The Wall Street Journal created a bit of an uproar this past weekend with its article "Darkness Too Visible". The article presumably laments how "dark" graphic topics and language are prominent in modern young adult fiction, and how parents who protest are accused of "banning" the books. (I'll explain that "presumably" in a minute.)
Folks like Josin L. McQuein and Pam van Hylckama Vlieg have posted rebuttals. Josin says that yes, topics are dark, and they well should be—only by putting the darkness under the spotlight will we actually be able to drive it back. Pam says that she wishes she had such dark YA available when she was a young adult, because then she would've known she wasn't alone.
The #yasaves hashtag on Twitter is filled with people who agree that the "dark" fiction has benefits. People also point out that the WSJ article might be an intentional attention grab, because it ignores the many "light" YA titles that are widely available.
I find myself in my usual middleman position. I actually find myself agreeing with everyone, here.

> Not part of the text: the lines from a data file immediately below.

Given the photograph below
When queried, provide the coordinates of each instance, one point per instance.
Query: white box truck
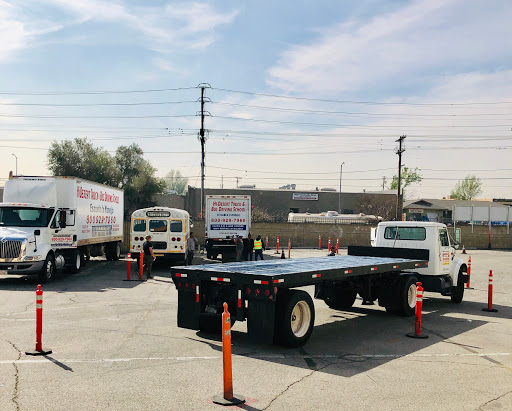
(47, 223)
(227, 217)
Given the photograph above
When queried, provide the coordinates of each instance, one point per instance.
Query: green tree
(175, 181)
(127, 169)
(467, 189)
(408, 176)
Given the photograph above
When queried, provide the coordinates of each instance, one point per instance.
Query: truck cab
(445, 272)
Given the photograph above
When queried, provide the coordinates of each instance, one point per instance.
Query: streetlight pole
(339, 199)
(16, 163)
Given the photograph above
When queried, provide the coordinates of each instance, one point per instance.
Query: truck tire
(403, 301)
(458, 291)
(77, 261)
(48, 270)
(340, 298)
(295, 318)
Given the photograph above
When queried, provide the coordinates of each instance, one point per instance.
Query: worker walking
(149, 256)
(258, 248)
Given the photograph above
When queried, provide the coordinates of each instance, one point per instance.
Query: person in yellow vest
(258, 248)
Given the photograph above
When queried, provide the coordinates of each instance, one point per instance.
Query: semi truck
(48, 223)
(226, 218)
(264, 293)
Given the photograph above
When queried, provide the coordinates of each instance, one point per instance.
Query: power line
(359, 102)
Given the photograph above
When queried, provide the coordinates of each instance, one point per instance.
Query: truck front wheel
(295, 317)
(76, 261)
(403, 301)
(457, 292)
(48, 270)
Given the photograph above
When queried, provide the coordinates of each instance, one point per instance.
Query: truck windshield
(25, 217)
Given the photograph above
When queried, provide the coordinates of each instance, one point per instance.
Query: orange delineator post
(39, 325)
(489, 296)
(141, 264)
(128, 268)
(417, 323)
(228, 397)
(469, 272)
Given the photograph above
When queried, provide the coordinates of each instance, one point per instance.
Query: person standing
(191, 247)
(248, 248)
(239, 248)
(258, 248)
(149, 256)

How is this possible? Because the two sides are talking about two different things. The WSJ doesn't do a good job of making the actual crux of the issue obvious, burying it under extremist comments, which is what's produced the wildfire response.
The crux of the issue: Some people find "dark" fiction useful, and others don't want to read it or to have their kids scarred by it.
Sure, some kids can handle it. But some can't. (Yet.)
I don't care for graphic language or sexuality, but I like dark topics. But I've had a fairly "light" home life. When I was 12, I had less exposure to objectionable language and sex scenes than was contained some PG-13 movies. I'm a visual learner, particularly from typed monochromatic words, meaning what I read impacts my memory. Reading graphic YA fiction wasn't educational for me—it was scarring. I talk to myself, and one day I caught myself muttering a curse.
I don't curse. I had to go cold turkey on reading anything that looked like it would have objectionable language to get the word out of my head. Which leads to another complaint that was in the WSJ article: finding "clean" YA fiction is hard.
Oh, sure, there are titles to find. But how on earth do you find them? Books don't exactly come with advisories. More than once, I've read a book and been startled about halfway through when some foul-mouthed character enters the scene. It makes me feel cheated, because the first half of the book is false advertising for the rest.
These days, "dark" is what's chic, so "dark" is what's before our faces. People remember negatives better than they do positives, and "dark" is a negative for some people. That means they remember the "dark" books they see better than they do the "light" ones.
Yes, "dark" fiction is a good thing. Yes, "light" fiction is also a good thing. And yes, "light" fiction, though it exists, is a bit hard to find at the moment.